Следующее возражение возникает само собой. Утверждение, что мы спускаемся, чтобы заблудиться, или чтобы перед нами вечно маячила возможность заблудиться, предполагает, что наверху наши жизни просты, упорядоченны и спокойны. А это совершенно не так. Хотя у нас сравнительно тихий городок, мы страдаем от болезней, разочарований и смертей, как любые другие люди, и если предпочитаем спускаться в наше подземелье и бродить по разветвленным коридорам, кто посмеет сказать, какая страсть гонит нас во тьму?


7

Кремниевые и яшмовые наконечники стрел, каменные топоры, костяные рыболовные крючки, серьги из камня и раковин, глиняный горшок с круглым носиком, ступка для размалывания маиса, обожженные булыжники – таковы свидетельства жизни индейцев, найденные в грязных коридорах и каменных стенах нашего подземелья.
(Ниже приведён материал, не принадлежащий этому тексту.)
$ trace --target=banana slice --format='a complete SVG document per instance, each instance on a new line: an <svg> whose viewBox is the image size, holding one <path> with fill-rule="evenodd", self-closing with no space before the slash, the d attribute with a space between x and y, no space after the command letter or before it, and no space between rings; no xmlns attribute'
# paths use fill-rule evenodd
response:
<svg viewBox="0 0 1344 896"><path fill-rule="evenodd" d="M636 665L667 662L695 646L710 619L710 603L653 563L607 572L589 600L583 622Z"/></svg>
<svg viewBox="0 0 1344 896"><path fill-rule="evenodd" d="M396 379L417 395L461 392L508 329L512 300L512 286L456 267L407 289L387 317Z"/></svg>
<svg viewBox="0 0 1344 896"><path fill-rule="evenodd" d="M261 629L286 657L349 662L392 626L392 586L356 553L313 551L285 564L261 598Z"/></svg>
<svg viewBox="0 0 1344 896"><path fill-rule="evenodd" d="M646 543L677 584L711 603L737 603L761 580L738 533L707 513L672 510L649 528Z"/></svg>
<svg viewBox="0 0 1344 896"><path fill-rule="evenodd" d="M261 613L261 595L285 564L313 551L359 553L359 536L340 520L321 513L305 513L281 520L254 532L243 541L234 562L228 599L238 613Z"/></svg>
Сегодня они выставлены в подвале нашего исторического общества. Специалисты определили, что артефакты принадлежат квиннепагам, племени алгонкинской группы. Известно, что у квиннепагов было для подземелья название, означавшее «тоннель» или «канал», а также несколько странных слов, которыми, видимо, обозначались отдельные ходы вниз или лестницы. Однако неизвестно, каким образом индейцы использовали подземелье. Некоторые наши историки полагают, что индейцы прятались в подземной тьме от врагов, в то время как другие считают, что внизу могли проводиться ритуалы примирения или молитвы. Одна школа настаивает на том, что в ранние периоды своей истории квиннепаги оставили верхний мир и поселились в подземелье, откуда выходили только охотиться по ночам и хоронить своих мертвецов; весьма неоднозначная ветвь этой школы доказывает, что бледные, призрачные потомки квиннепагов по-прежнему живут в тайных пустотах стен, грезя о былой славе, время от времени выскальзывают оттуда и безмолвно бродят по заброшенным коридорам. Мы сами, которые все бы отдали, чтобы поверить в молчаливых индейцев, обитающих в нашем подземелье, иногда пытаемся вообразить суровых воинов и черноволосых женщин, тайно следующих за нами в бесконечно ветвящейся темноте, но, внезапно оборачиваясь, видим лишь сумрачный проход, потрескавшуюся стену, дрожь тьмы.


8

Жители других городов часто насмехаются над подземельем или обрушиваются на него с нападками. Воздух внизу нездоров, говорят они, от него наши граждане приобретают некую характерную неприятную бледность. Вредоносные испарения поднимаются сквозь трещины в потолках, просачиваются в нашу почву, проникают в корни овощей наших огородов, впитываются в погреба и заражают сам воздух, которым дышат младенцы в колыбельках у нас в домах. Будто этих обвинений недостаточно, чтобы заставить нас защищаться, наше подземелье, утверждают они, еще и разрушает фундаменты домов, и даже подрывает устойчивость всего города, который в любой момент может рухнуть. Эти претензии совершенно бездоказательны, однако мы тщательно опровергаем каждое обвинение, проводим всесторонние проверки, нанимаем независимых инженеров, изучаем пробы грунта, сравниваем оттенки бледности жителей двадцати шести городов. Но не успеваем мы справиться с обороной, как снова оказываемся под обстрелом. Наше подземелье, говорят нам, – бесполезная штука, сплошное легкомыслие, расточительство или хуже того. Какой цели, спрашивают нас, служит оно, лишь отвлекая от серьезности жизни, соблазняя ребяческими мечтами? Подобные нападки всего опаснее, они подрывают наш дух и заставляют сомневаться в самих себе. В ответ на подобные обвинения мы со временем научились искусству молчания.